The persistence of a delayed referral pattern despite education regarding the guidelines indicates that the reason for that delay is not only the lack of familiarity with the guidelines but also it can be a reflection of inadequate healthcare access and utilization, as echoed by other prior studies in various countries.7,13–16 UDT, being a largely asymptomatic condition, are likely only noticed by providers if regular maintenance screenings are performed or are found incidentally during appointments for other symptomatic complaints.

Based on these findings, it appears that adherence to best practice can be attributed to factors other than familiarity with guidelines and education by referring providers as educating providers regarding detection and treatment guidelines of UDT did not have an immediate impact on referral patterns and diagnostic workup. However, given the potential that patients with UDT are not being identified due to poor access to primary care, there is potential that providing education regarding best practice for UDT to parents prior to hospital discharge with their newborns may improve early detection of UDT and prompt further attention and evaluation. Unfortunately, this is above the scope of this study, but should be further investigated in future studies.

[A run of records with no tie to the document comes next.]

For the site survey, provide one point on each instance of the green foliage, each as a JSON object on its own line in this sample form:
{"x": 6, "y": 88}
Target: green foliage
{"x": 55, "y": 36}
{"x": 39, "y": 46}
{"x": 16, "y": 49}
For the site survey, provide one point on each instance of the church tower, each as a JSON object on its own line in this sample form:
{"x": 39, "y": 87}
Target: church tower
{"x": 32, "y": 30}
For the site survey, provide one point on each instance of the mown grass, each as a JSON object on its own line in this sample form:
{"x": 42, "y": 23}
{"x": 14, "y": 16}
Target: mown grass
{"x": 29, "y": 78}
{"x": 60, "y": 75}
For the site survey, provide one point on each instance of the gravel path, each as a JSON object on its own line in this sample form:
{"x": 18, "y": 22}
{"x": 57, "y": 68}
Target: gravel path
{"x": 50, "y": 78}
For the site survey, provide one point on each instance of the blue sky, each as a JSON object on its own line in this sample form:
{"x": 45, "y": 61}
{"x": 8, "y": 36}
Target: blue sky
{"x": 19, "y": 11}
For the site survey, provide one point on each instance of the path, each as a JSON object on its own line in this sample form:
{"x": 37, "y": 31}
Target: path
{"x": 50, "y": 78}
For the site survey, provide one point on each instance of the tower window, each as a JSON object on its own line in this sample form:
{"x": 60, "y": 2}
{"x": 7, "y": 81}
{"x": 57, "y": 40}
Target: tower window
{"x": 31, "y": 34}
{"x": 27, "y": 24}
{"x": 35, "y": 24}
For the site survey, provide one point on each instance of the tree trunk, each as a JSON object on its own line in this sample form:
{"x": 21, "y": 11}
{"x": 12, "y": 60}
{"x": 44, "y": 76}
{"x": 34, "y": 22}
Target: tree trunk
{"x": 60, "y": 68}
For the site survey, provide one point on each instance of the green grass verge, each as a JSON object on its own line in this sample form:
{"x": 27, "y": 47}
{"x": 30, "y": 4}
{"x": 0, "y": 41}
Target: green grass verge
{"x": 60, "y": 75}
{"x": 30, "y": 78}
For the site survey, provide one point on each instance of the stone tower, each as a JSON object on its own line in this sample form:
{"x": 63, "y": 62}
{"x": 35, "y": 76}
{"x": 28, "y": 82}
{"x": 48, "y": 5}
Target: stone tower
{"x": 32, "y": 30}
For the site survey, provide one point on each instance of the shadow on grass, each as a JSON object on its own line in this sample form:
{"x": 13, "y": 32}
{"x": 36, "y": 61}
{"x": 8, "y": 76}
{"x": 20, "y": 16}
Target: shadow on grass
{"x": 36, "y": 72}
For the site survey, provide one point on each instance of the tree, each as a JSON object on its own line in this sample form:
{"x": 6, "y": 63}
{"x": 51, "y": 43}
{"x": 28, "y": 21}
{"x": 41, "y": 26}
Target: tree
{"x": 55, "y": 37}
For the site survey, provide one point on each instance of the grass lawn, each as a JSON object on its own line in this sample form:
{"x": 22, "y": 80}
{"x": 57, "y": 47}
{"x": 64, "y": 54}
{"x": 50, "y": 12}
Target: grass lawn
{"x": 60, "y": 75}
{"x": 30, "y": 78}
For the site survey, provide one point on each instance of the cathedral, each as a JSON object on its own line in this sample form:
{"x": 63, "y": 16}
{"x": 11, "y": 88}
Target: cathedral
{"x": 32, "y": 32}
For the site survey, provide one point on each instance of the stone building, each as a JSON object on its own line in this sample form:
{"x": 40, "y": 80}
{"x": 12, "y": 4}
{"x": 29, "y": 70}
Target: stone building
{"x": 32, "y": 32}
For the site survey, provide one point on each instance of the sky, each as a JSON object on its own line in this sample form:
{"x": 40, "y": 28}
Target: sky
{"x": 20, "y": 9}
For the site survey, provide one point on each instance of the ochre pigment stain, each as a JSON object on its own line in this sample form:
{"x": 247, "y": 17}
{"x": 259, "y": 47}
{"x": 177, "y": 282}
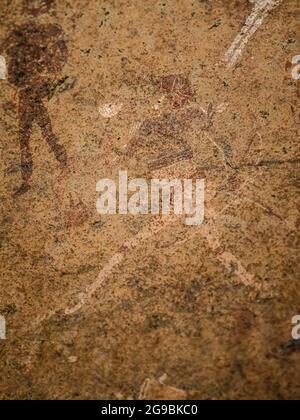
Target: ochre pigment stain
{"x": 37, "y": 53}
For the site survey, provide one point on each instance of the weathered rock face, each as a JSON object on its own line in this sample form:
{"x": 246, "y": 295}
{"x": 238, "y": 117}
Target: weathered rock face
{"x": 141, "y": 306}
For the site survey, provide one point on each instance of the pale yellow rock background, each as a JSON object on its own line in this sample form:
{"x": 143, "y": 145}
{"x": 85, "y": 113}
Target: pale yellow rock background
{"x": 208, "y": 307}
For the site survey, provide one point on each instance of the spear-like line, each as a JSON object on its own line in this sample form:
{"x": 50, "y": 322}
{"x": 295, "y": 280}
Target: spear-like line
{"x": 261, "y": 11}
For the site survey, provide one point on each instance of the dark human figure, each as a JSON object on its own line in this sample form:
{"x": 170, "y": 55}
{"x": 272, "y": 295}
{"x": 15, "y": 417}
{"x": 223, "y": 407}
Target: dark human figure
{"x": 36, "y": 54}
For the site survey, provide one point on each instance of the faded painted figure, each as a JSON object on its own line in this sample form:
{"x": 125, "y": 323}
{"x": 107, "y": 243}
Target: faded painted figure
{"x": 36, "y": 54}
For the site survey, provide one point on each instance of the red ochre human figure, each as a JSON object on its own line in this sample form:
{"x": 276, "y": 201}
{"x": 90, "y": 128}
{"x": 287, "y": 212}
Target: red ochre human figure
{"x": 36, "y": 54}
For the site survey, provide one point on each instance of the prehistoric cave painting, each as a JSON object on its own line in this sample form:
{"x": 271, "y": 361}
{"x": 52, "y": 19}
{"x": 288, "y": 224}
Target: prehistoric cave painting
{"x": 36, "y": 54}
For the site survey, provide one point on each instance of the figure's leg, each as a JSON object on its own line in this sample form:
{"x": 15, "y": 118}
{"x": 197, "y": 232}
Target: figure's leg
{"x": 44, "y": 122}
{"x": 26, "y": 117}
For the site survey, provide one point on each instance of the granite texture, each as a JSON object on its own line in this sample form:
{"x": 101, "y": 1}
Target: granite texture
{"x": 126, "y": 307}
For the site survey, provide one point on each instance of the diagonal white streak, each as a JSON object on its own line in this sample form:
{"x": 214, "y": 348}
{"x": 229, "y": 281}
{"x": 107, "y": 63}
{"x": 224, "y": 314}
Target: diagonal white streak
{"x": 261, "y": 11}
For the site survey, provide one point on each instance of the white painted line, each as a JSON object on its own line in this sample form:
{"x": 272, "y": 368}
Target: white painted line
{"x": 3, "y": 68}
{"x": 262, "y": 9}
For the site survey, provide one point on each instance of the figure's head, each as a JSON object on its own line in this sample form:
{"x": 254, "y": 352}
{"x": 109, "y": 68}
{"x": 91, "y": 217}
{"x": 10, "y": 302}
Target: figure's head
{"x": 37, "y": 7}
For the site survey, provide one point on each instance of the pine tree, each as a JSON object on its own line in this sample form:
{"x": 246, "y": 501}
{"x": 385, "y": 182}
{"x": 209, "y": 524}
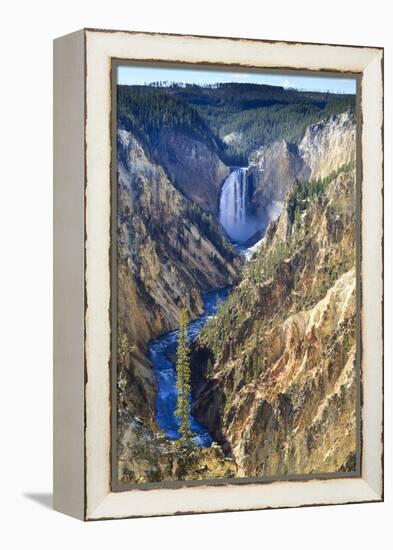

There are several limitations to the study including the retrospective nature of data collection. While targeted education was provided at several academic conferences, those impacted by the education were limited to those who chose to attend. Our data also did not provide specific information regarding the socioeconomic status of the patients, which could have an impact on the results based on the results of the Urologic Diseases of America 2012 dataset mentioned previously. Likewise, one limitation of this study is the focus on referrals leading to surgery, thus excluding referrals that did not prompt surgical intervention. This could have impacted the results as it might have been seen that there was an increase in non-operable referrals. For example, it is possible that targeted education increased awareness of UDT, which may lead to an increase in referrals for retractile testicles. These cases would not be captured in this study. Additionally, review of the referral records was especially limited when analyzing those referred from private groups. It remains uncertain whether our patients were regularly exposed to primary care prior to the visit that prompted the referral to pediatric urology. Further studies analyzing regularity of care among UDT patients would be paramount in identifying lack of primary care utilization as a driving force behind late referral to pediatric urology. We were also unable to reliably determine whether we were receiving a referral from a physician provider, a mid-level provider, or a combination. Mid-level providers in our state have the ability to practice independently and often do so, especially in more remote areas. This highlights the importance of providing the same resources to both physicians and mid-level providers. Finally, we cannot overlook the fact that over a 3-year period there will be turnover within the primary care community as well as a degree of education loss as the time from education increases. This point highlights the need for more regular education as well as education provided in different formats.

Conclusion

While there has been evidence to suggest that referrals for UDT are in congruence with guidelines in some areas, in rural areas referral, timely treatment and imaging during initial evaluation remains largely outside of the recommended guidelines. Our model of targeted education did not improve these metrics in the short-term, which may reflect that healthcare access and utilization is a large factor impacting adherence to the practice for UDT. Additionally, more research is needed to evaluate whether or not more diverse targeted education provided on a regular basis to both physician and mid-level providers would have a meaningful impact.

Disclosure

Dr Osama Al-Omar reports grants from Laborie Medical, outside the submitted work. The authors report no other conflicts of interest in this work.